As for me, I have succeeded in cutting down on the overall amount of sweets that I eat. The key has been that I just don't bake as much as I used to, which kind of sucks since I love to bake, but since I also love to eat it was a sacrifice that had to be made. I haven't completely stopped baking, but I am no longer compelled to keep some sort of baked good always available. I've found that if I'm really jonesing for something sugary, I can eat a tablespoon or so of milk chocolate chips and I'm good to go. I realize how desperate that sounds, but hey! It works!
Would it be fair to say that we partly accomplished this goal?
Tuesday, December 2, 2008
Well, December is officially here and the year has almost come to a close, which makes this a perfect time to look back over the year and see how I've done with my 2008 resolutions. Since there were 4 of them, I'll be posting about each of them separately. So here we go!

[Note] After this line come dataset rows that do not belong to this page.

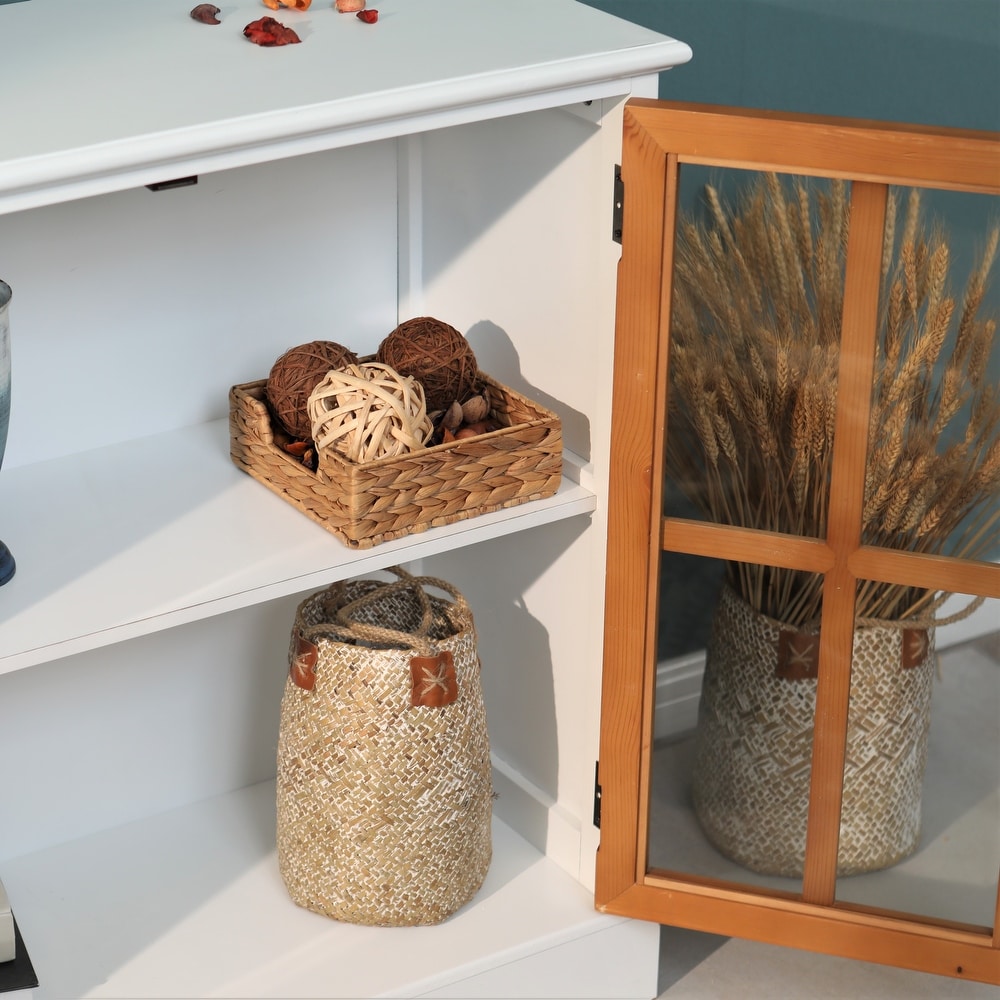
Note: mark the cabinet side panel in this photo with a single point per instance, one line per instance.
(522, 259)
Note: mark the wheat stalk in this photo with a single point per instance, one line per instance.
(758, 294)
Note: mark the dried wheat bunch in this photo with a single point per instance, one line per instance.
(755, 330)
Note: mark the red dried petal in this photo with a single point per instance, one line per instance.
(266, 31)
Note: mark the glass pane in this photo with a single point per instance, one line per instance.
(933, 472)
(920, 824)
(755, 332)
(729, 780)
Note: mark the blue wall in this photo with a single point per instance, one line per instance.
(934, 62)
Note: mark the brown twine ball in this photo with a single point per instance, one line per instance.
(369, 411)
(436, 355)
(294, 376)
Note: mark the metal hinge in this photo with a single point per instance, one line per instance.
(173, 183)
(618, 206)
(597, 794)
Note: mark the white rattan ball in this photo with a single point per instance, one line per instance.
(369, 411)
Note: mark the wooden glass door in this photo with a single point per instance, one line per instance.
(869, 383)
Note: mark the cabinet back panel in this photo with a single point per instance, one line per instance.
(116, 734)
(134, 313)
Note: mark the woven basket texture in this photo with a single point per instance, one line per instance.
(383, 808)
(367, 503)
(753, 747)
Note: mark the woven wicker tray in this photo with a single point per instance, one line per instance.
(364, 504)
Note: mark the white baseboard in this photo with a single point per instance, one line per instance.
(678, 681)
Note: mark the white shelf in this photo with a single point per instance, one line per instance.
(175, 97)
(140, 536)
(191, 904)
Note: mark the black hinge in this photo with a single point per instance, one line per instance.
(618, 208)
(597, 794)
(173, 183)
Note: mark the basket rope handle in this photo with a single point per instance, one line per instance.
(418, 639)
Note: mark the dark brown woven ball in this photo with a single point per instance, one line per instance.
(294, 376)
(436, 355)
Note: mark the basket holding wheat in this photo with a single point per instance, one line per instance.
(755, 333)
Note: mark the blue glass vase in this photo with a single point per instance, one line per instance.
(6, 559)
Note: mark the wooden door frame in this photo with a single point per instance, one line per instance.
(658, 137)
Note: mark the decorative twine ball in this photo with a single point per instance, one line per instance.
(436, 355)
(368, 411)
(295, 374)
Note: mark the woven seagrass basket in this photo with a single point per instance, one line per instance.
(366, 503)
(384, 791)
(753, 745)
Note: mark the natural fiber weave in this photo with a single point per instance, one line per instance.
(364, 504)
(369, 411)
(754, 747)
(435, 354)
(383, 808)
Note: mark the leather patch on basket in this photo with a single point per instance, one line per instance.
(798, 655)
(434, 680)
(914, 647)
(302, 663)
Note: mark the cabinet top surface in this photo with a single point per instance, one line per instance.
(93, 89)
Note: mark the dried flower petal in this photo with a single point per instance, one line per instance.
(205, 12)
(268, 32)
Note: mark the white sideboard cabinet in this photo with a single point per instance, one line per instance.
(177, 207)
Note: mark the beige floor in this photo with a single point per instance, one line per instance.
(953, 872)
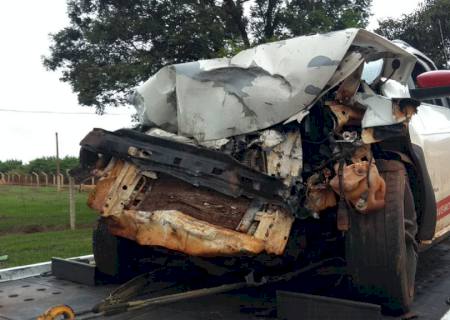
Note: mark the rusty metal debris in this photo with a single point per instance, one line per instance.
(228, 171)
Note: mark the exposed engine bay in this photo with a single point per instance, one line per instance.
(234, 156)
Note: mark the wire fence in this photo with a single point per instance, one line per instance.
(43, 216)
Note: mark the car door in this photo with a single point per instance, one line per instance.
(430, 130)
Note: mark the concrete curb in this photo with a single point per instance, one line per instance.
(33, 270)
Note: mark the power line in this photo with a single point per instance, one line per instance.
(59, 112)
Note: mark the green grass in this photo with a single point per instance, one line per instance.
(42, 246)
(28, 209)
(34, 225)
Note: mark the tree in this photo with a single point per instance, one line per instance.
(111, 46)
(11, 165)
(427, 29)
(48, 164)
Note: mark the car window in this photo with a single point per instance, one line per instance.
(372, 70)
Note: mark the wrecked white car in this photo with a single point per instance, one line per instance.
(285, 154)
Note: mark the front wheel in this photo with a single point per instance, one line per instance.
(381, 247)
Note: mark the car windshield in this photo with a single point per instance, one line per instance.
(372, 70)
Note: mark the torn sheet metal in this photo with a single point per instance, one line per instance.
(258, 87)
(165, 211)
(366, 196)
(177, 231)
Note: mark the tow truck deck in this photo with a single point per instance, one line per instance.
(28, 297)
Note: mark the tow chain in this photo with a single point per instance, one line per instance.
(115, 304)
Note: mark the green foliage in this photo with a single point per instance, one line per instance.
(45, 164)
(111, 46)
(421, 29)
(11, 165)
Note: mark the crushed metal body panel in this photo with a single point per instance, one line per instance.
(237, 156)
(258, 87)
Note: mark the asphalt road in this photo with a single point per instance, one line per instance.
(27, 298)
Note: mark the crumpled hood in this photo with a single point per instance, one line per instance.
(259, 87)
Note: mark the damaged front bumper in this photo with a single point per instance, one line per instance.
(193, 203)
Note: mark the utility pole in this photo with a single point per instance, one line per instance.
(58, 180)
(444, 48)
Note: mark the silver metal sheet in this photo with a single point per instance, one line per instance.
(259, 87)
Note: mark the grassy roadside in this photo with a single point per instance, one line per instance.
(34, 225)
(42, 246)
(38, 209)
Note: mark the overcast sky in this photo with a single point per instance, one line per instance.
(26, 86)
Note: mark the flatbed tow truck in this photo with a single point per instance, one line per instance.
(29, 297)
(255, 193)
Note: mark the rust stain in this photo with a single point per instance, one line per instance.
(366, 197)
(169, 193)
(180, 232)
(170, 213)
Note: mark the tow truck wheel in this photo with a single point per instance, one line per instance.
(381, 247)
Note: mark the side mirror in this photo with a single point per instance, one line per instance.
(433, 79)
(432, 85)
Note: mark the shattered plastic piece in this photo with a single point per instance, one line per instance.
(286, 160)
(270, 139)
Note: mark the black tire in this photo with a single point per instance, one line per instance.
(381, 247)
(115, 257)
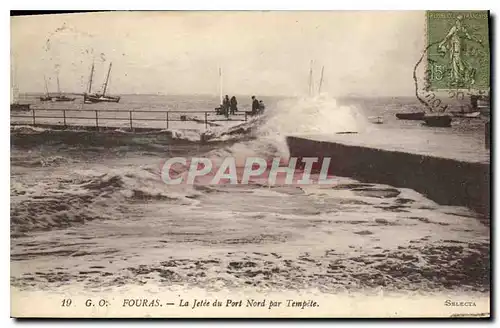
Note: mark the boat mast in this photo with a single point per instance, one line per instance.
(46, 87)
(220, 85)
(91, 76)
(310, 81)
(321, 80)
(107, 79)
(58, 87)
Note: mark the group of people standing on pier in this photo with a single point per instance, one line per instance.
(230, 106)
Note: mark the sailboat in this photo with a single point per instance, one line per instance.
(89, 98)
(59, 98)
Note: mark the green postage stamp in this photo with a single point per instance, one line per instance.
(458, 54)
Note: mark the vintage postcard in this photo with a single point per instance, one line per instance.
(278, 164)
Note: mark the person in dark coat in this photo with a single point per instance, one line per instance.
(233, 105)
(225, 105)
(255, 105)
(261, 107)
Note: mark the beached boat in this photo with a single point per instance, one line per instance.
(438, 120)
(415, 116)
(475, 114)
(90, 98)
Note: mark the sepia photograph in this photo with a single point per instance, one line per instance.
(250, 164)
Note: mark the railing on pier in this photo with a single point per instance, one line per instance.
(34, 116)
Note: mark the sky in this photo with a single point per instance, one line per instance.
(262, 53)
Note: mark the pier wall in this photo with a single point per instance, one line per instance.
(445, 181)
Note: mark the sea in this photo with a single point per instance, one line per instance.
(90, 209)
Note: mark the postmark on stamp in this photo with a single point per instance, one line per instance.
(458, 54)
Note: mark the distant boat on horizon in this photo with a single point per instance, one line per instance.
(89, 98)
(415, 116)
(438, 120)
(58, 98)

Resolution #1: Finances - We have been so blessed with resources in this area, and I don't think it's because we're supposed to have lots of things. To that end, we are going to be actively budgeting and trying to live wisely and simply so that we can share a greater proportion of those resources with people who need them more than we do.
I'm actually rather pleased with the progress we made here. We did indeed budget for several months, keeping track of where our money was going, until our computer went on the fritz and killed our excel program forever. But by that time we had set up a pretty good system of saving, spending and giving. Speaking in terms of percentages, we spend roughly 50% of what we earn, including necessities like rent and school, and frivolities like yarn and books. The rest is split between saving for a down payment on a house someday and giving to three organizations we believe are making a difference, both here at home and around the world (you can check them out here, here and here).
In some ways, achieving this balance has been easy. Right now we're in the position of making much more than we need, so it's not too hard live within our means. On the other hand, we have had to be very careful not to give in to the temptation of buying more than we need. It's much easier to convince yourself that you don't need those new shoes when you know you can't afford them anyway. We haven't always been successful in resisting that temptation, but on the whole I'm happy with the way things have gone.
(On a side note - though it's not completely unrelated - my piano has arrived! We ordered it on Wednesday night, and it came on Friday afternoon. And I'm loving it!)